Taking a suitcase back to his own office, Boisseau then set up a secret conference. Certain reliable detectives of the Police Judiciaire were detailed to work in relays, to follow Roger Danchin and Alain Blanc whenever they left their ministries. Boisseau himself briefed the chosen men. 'You work in absolute secrecy, reporting back to me alone. We have reason to believe there may be a plot to kill one of these two ministers. It could be connected with a recent event,' he confided mysteriously.

'We may have to prevent another assassination attempt ?' one of the detectives inquired.

`It goes deeper than that,' Boisseau explained. 'The plot may involve someone close to January or August. . . .' From now on, he had stressed, real names must never be used, so code- names were invented: January for Danchin and August for Blanc. 'So,' Boisseau continued, 'we need a record of everyone these two men meet outside their places of work. One of their so-called friends may be the man—or woman—we are after. . By raid-afternoon the surveillance operation was under way.

Grelle himself later approved the measures Boisseau had taken.

`We are,' he remarked wryly, 'in danger of becoming conspirators ourselves, but there is no other way.'

`Could you not confidentially inform the president of what we are doing—and why ?' Boisseau suggested.

`And risk going the way of Lasalle ? Surely you have not forgotten that the colonel was dismissed for exceeding his powers ? The trouble is, Florian has so much confidence in his own judgement that he will never believe someone close to him could be a traitor. . .

Shortly after he made this remark, what later became known in Paris circles as `L'Affaire Lasalle' exploded.
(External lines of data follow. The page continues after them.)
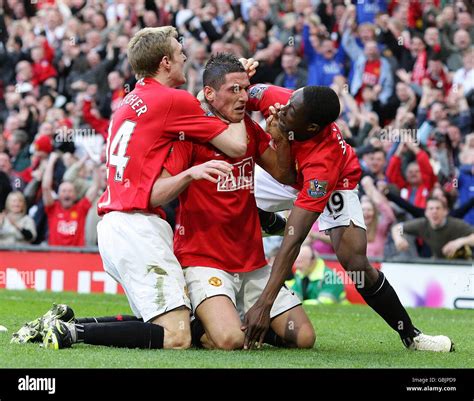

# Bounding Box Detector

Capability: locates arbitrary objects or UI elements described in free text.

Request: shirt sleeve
[77,196,92,213]
[163,141,193,175]
[246,84,293,118]
[164,91,228,142]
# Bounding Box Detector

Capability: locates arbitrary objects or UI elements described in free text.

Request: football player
[244,80,454,352]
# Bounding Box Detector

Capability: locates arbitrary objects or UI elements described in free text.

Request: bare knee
[163,329,191,349]
[296,324,316,348]
[212,330,245,351]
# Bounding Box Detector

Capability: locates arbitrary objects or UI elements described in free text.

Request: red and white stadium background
[0,246,474,309]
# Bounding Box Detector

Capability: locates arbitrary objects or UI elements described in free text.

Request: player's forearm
[150,170,193,208]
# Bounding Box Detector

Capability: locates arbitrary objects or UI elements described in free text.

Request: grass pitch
[0,290,474,368]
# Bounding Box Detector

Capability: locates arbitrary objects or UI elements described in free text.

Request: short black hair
[202,53,245,89]
[303,86,341,128]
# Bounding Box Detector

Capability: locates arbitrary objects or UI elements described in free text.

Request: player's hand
[266,103,288,143]
[441,238,464,258]
[239,57,258,78]
[189,160,232,183]
[241,301,271,349]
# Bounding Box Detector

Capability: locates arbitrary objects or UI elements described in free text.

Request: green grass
[0,290,474,368]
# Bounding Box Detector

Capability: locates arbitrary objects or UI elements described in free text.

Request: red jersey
[164,116,270,273]
[44,197,92,246]
[98,78,228,217]
[247,85,362,213]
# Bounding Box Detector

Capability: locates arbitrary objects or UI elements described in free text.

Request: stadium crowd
[0,0,474,266]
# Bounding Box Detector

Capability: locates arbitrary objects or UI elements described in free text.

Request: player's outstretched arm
[150,160,232,208]
[210,120,247,157]
[242,206,320,349]
[257,103,296,185]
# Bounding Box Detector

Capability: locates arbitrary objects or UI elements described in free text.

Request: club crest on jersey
[209,277,222,287]
[308,180,328,199]
[217,157,254,192]
[249,85,268,99]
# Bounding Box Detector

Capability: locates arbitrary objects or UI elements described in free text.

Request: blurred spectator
[286,245,346,305]
[453,48,474,97]
[446,29,472,71]
[275,46,308,90]
[351,41,394,104]
[387,140,436,207]
[361,176,396,257]
[0,191,36,245]
[0,152,25,191]
[42,153,98,246]
[303,10,344,86]
[7,130,31,172]
[457,134,474,225]
[392,198,474,259]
Grelle's first warning that a potential disaster was imminent was when Roger Danchin summoned him to a secret meeting at the Ministry of the Interior.

It was late in the morning of 15 December—the day after Danchin had asked Grelle whether he believed Col Lasalle was in touch with the Americans—when the prefect was called urgently to the Place Beauvau. Grelle was the last to arrive. On either side of a long table sat all the key security officials including, the prefect noted as he entered the room, Commissioner Suchet of counter-intelligence, a man whose methods and personality he intensely disliked. Large and gross, with a plump face where the eyes almost vanished under pouches of fat, Daniel Suchet was a bon vivant who made no bones about it. 'I eat well, drink well and seduce well,' he once confided to Grelle.